After playing catch-up with a surge in production in 2021 following delays and full national lockdowns in 2020, French production retained a sense of stability in 2022 but is still under pre-pandemic levels, according to an annual report from France’s National Cinema Centre (CNC) released on Wednesday (March 29).
The figures showed a surge in production from US streamers and a rise in investment from international co-productions, signs of a giant shift in the filmmaking landscape in the country.
After film production skyrocketed by 43.5% year on year to 340 films made in 2021 compared to just 237 in 2020, France’s film industry has continued its production pace with 287 films made in 2022, a return to its decade-long average, but still 13 films less than its 2017-2019 average.
The number of French majority productions dipped compared to pre-Covid years, but producers are making less for more. In 2022, there were 208 French-initiated movies. This is a far smaller number than the 233 films produced in 2017-2019 but more than the 200 films made each year prior to 2010. Streamers shake up the scene and co-productions climb Streamers shake up the scene, and co-productions riseThe biggest shift in the figures for 2022 is the arrival of US streamers. These streamers must invest in local production according to windowing laws. Streamers also continue to invest locally in language features. In 2022, 17 films were prefinanced by streaming platforms, compared to one in 2021. Netflix dominated the field with eight films made for an average budget of EUR2.22m each, Prime Video followed with five films made for an average budget of EUR270,000 and Disney made four films with an average budget of EUR490,000Total investment reached EUR1.18 bn, driven by a record number of co-productions that the CNC owes to “the end of pandemic restrictions” and thus, “an increase in foreign contributions.” French investment was EUR898.5, a 6.2% dip from the 2017-2019 average, while foreign investment jumped 22.3% to EUR283.7m.International co-productions hit a record high level of 144 films made over the year. 50.2% of all films in France were co-produced in 2022. This was the highest level since 2003. Record number of co-productions with minorities was achieved. There were a record number of 79 minority co-productions. France produced 33 films in 2022, compared with 45 in 2021, and 39 in the past decade.

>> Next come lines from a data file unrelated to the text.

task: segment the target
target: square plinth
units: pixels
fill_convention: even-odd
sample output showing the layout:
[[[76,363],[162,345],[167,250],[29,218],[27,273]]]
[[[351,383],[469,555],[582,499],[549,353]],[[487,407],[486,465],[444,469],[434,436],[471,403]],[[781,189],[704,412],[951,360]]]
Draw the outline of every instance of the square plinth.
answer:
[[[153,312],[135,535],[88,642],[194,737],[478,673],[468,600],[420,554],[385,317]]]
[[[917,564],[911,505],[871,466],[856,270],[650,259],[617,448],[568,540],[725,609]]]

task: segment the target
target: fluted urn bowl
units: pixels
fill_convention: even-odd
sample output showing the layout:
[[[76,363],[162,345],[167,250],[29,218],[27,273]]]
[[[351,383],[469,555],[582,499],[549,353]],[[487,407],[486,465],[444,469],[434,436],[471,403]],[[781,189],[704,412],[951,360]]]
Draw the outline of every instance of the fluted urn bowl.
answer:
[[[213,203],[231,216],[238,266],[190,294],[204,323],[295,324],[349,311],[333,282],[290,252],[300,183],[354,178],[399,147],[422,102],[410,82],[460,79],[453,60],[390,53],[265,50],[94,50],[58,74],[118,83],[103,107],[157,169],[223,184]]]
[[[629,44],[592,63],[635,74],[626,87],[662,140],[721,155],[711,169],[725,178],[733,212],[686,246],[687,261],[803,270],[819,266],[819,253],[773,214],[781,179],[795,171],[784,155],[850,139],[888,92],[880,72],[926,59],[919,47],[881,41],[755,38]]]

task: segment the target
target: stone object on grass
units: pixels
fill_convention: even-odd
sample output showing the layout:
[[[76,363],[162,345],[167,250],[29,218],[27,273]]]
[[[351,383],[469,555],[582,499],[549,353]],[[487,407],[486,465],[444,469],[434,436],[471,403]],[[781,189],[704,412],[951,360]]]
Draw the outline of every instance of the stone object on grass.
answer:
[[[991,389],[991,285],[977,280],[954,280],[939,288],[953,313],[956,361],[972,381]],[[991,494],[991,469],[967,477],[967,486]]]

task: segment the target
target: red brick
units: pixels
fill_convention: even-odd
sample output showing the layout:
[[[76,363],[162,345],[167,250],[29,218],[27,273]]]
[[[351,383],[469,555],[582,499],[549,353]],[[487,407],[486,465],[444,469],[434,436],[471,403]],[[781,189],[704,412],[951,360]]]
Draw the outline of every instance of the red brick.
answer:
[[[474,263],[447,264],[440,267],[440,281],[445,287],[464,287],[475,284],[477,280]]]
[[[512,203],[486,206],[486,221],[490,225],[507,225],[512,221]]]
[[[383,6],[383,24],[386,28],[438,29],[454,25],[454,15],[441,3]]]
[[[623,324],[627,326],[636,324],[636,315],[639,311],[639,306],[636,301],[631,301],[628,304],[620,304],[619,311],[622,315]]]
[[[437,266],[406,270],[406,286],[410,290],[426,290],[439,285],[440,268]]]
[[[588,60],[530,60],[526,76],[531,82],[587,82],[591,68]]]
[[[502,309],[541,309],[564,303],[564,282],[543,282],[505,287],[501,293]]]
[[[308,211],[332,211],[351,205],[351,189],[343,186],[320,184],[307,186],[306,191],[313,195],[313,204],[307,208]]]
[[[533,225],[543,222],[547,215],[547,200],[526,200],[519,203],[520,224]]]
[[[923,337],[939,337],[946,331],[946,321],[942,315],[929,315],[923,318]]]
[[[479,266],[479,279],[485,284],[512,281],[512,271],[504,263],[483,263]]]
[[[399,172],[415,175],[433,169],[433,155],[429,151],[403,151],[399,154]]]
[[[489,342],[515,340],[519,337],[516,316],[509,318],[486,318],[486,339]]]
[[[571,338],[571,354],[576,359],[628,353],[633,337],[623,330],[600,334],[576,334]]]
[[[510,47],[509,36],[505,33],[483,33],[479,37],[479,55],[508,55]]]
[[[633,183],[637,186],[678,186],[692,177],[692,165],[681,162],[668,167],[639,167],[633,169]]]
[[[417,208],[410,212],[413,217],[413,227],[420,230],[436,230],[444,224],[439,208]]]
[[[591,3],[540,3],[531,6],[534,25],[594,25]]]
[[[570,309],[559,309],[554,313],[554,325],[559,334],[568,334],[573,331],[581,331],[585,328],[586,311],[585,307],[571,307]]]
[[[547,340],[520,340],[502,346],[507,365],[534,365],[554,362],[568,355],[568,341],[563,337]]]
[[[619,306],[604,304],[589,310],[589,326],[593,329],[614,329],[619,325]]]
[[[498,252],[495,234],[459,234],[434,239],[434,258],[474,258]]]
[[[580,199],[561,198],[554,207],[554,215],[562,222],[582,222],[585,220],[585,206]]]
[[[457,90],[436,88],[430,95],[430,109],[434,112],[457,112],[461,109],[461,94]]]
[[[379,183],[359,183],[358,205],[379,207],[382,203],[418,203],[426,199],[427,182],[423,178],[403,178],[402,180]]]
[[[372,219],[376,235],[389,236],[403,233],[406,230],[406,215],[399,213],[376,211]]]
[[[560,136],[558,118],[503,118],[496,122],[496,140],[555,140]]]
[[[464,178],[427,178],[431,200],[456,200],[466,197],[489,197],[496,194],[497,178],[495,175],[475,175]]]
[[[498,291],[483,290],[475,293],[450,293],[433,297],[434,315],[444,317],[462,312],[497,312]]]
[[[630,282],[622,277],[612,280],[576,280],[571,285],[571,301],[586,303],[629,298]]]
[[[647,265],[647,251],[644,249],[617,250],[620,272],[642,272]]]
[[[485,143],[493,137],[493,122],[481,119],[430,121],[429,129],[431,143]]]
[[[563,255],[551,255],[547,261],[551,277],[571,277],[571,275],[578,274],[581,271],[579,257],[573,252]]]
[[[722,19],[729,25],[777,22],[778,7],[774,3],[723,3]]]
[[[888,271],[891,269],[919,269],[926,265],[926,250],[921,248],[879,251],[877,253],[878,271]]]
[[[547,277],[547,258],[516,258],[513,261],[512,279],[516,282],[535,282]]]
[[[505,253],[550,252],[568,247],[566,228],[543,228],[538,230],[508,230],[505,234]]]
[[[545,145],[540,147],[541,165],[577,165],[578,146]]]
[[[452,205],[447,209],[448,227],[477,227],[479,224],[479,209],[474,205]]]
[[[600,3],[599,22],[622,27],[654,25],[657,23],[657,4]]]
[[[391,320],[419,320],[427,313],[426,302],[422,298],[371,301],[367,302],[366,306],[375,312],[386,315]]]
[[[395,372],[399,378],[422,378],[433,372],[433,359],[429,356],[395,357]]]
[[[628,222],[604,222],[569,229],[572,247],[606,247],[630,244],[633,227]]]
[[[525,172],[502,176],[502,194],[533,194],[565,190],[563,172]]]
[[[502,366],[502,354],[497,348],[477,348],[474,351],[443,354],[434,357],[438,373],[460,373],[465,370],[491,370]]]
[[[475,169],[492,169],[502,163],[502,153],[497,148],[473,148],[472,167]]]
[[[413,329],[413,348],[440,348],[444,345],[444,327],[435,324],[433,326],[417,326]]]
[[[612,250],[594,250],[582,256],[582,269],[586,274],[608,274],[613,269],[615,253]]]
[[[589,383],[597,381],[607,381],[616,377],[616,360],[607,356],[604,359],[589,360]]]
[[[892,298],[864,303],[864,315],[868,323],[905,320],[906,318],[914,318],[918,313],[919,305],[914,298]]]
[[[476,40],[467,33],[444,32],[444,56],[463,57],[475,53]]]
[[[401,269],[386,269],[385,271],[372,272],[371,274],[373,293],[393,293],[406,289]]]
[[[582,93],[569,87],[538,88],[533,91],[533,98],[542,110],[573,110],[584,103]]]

76.4% French majority productions were fiction films with an average budget of EUR5.1m, which is 7.6% more than 2019. Animated films accounted for just seven of the 208 films made, but saw their average budgets jump 145.3% from 2019 to EUR14.5m and documentaries remained stable at 21% of the films made, an a slight 1.8% drop in average budget to EUR560,000.
Five films had budgets of over EUR7m. Production investments remained stable at 39.5%, compared to 2017-2019 average, while broadcasters, long-time investors in French cinema, accounted for 29.7%. This is on par with 2017-2018 figures. Canal+, which invested EUR117.3m in French majority productions in 2022 (the highest level of broadcasting investment since 2016), remains the largest investor. France Televisions’ France 2 was the top investor among public channels, making up 14.6% of total investments in 2022.
The figures were also
forward with the CNC reporting that 69 films, one third of French- majority productions, were directed or co-directed by female filmmakers, “the highest in history.”
The total number of shooting days was down, however, in line with the slight drop in number of overall productions compared to 2021’s post-Covid catch-up. The total number of shooting days decreased by 15.1% over the 2017-2019 average to 5,352 days. The number of shooting days abroad fell by 15.1% compared to the 2017-2019 average, to a total of 5,352 days. However, this is still below the pre-pandemic levels (1,436 days).
Financial investment in French film depends on ticket sales, so as the country recovers at the box office, production figures should reflect the country’s resurgence in the months and years ahead. The CNC’s study was limited to French majority productions and coproductions. It does not include not-yet released figures about foreign expenditure in the territory for international productions that are eligible for the tax rebate, the TRIP.